240W Multi Output Synchronous Buck Regulator

14.5–52 V Input | 12 V at 16 A | 5 V at 6 A | 3.3 V at 6 A

This project is a high power multi output synchronous buck regulator designed to deliver a clean and stable 12 V rail along with secondary 5 V and 3.3 V logic rails. It accepts a wide 14.5–52 V input range and outputs up to 240 W total power, making it suitable for applications that need both power delivery and sensitive digital rails. The design uses an LM5145 based synchronous stage for 12 V, feeding two downstream high efficiency buck converters for the lower voltage rails. The system includes reverse polarity protection, TVS surge suppression, UVLO cutoff, and a high-speed layout optimized for low EMI and fast transient response.

Design Evolution

The first revision focused on basic functionality: a straightforward LM5145 synchronous buck layout with modest output filtering. While functional, it showed measurable switch node ringing, high frequency noise, thermal issues and transient droop on the lower voltage rails.

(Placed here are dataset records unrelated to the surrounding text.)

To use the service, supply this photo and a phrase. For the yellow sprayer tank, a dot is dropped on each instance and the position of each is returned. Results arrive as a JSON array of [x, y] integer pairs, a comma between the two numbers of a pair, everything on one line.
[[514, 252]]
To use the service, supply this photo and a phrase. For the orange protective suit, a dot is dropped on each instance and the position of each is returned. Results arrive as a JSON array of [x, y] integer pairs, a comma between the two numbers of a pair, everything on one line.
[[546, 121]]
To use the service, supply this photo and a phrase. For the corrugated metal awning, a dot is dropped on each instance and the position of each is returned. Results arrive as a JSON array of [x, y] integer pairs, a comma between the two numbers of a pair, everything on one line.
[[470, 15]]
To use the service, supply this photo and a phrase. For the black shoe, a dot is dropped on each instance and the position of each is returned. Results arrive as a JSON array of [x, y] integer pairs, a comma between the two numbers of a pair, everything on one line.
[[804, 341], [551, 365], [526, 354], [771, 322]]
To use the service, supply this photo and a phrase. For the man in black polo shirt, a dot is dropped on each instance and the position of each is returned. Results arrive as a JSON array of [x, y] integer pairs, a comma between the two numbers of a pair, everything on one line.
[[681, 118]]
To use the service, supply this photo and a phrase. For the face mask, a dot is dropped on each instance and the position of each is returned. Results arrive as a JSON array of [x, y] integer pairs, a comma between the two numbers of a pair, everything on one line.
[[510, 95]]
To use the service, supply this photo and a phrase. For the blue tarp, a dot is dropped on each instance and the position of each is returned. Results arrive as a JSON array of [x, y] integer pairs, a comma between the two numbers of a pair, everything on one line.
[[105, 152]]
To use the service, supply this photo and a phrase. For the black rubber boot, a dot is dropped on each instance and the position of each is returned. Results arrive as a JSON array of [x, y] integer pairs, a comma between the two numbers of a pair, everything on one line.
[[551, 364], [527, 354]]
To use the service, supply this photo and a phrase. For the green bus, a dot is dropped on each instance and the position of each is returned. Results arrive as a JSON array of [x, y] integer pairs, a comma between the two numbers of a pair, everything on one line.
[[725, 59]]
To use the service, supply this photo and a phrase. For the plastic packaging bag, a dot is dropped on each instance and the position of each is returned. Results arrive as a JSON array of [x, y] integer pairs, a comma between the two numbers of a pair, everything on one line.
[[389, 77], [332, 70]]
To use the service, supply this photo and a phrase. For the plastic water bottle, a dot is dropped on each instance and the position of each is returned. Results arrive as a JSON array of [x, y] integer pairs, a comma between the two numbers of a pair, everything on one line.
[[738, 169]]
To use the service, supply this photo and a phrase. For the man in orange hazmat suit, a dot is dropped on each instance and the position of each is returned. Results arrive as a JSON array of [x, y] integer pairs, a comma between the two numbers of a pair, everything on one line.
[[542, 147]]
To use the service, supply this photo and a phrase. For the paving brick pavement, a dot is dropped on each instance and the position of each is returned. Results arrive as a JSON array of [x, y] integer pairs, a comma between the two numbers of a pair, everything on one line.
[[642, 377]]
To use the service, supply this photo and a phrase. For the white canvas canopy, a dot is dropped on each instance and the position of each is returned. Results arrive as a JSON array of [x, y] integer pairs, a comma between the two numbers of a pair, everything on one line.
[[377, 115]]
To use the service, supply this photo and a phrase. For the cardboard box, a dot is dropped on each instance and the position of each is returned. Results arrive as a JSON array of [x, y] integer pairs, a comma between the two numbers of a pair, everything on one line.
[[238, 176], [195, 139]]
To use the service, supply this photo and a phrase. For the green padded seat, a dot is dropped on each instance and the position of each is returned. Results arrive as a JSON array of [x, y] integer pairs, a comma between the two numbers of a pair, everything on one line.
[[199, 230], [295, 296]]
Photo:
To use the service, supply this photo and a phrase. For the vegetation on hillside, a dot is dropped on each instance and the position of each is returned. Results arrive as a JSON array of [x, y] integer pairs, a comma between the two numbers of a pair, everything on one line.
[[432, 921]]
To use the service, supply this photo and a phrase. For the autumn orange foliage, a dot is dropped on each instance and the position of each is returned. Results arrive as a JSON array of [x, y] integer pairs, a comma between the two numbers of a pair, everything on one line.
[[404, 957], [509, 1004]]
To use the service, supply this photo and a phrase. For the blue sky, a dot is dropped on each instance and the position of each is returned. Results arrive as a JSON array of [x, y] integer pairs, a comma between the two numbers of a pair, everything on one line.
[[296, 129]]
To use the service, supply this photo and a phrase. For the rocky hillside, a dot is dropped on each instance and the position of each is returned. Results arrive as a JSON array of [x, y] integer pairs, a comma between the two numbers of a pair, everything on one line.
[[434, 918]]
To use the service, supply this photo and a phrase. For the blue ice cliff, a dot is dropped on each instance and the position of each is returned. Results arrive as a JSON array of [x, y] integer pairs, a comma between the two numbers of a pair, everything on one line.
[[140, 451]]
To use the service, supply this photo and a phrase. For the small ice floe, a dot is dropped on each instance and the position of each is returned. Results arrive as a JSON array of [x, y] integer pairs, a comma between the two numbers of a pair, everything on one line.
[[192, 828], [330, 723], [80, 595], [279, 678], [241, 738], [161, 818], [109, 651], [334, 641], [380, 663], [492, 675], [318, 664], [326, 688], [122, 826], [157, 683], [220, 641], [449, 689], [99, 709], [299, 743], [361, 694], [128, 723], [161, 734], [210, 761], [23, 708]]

The final revision features a thoroughly optimized layout with a much tighter switch node loop, improved MOSFET selection to enable a higher margin of safety while maintaining a low on resistance, uses only synchronous regulators, significantly increased bulk capacitance, and refined UVLO and overcurrent thresholds. A RPP stage and correctly sized TVS diode were added to ensure safe operation up to 52 V. The 12 V rail became substantially cleaner, and the 5 V and 3.3 V outputs held regulation even during aggressive load steps from resistive and inductive loads. All rails are adjustable to about +/- 0.5V from ideal allowing the user to account for any voltage drop from longer wires / high current and to calibrate the output level in the desired operating environment.

Testing

Regulator efficiency was characterized using a custom Python-based data collection script that interfaced with a bench power supply and a microcontroller calibrated as a two-channel voltmeter. In the absence of a programmable electronic load, the script guided manual load adjustments by prompting target currents and automatically logging voltage and current once the system stabilized. This approach reduced manual measurement effort by three times, making detailed efficiency sweeps across multiple input voltages practical without additional test equipment and significantly improving the sanity of the data collection process.

Power-up behavior and rail sequencing were captured directly using an oscilloscope. The measurements verify controlled startup of the primary input and downstream rails, demonstrating predictable sequencing and ramp behavior under real operating conditions.

Testing steady state thermals at the maximum power point

Testing was performed using electronic loads, oscilloscopes, and thermal monitoring. Here are examples of some of the testing that was completed:

  • Full Load Verification
    12 V at 20 A continuous operation with 52V and 14V input, with inductors and MOSFETs monitored for thermal headroom. Although the main 12 V regulator is above 95% efficiency, at 12 A output that still means roughly 7.5 W of heat is dissipating from the power stage. This is maintained without an external fan. It can reach up to 12V 20A with external cooling at room temperature. 12V 16A while the 5V @ 6A and 3.3V at 6A thermal testing was also conducted but requires external cooling.

  • Transient Response
    Fast load steps applied to all three rails to evaluate undershoot, overshoot, and recovery time.

  • Ripple and Ringing Measurement
    Switch node and output rails probed to confirm low SW node spikes, output voltage ringing and acceptable ripple after layout improvements.

  • Surge and Protection Testing
    Reverse polarity protection, TVS clamping behavior, and UVLO thresholds validated at the full input voltage range.

Waterproofing

The final revision required a complete redesign of the mechanical outline. The EMI shield footprint was removed, and the board was reshaped to fit inside a low cost extruded aluminum enclosure. This was changed because it could serve as the heatsink, the protective housing, and the EMI shield all at once. By coupling the high dissipation components to the enclosure walls, the thermal performance improved significantly while also giving the regulator a rugged, enclosed form factor suitable for outdoor deployments. The enclosure can be flooded with high temperature silicone to provide an IP67 rating with wires soldered directly to the input and output terminals and exposed outside. Custom metal end plates will be used to show useful product information.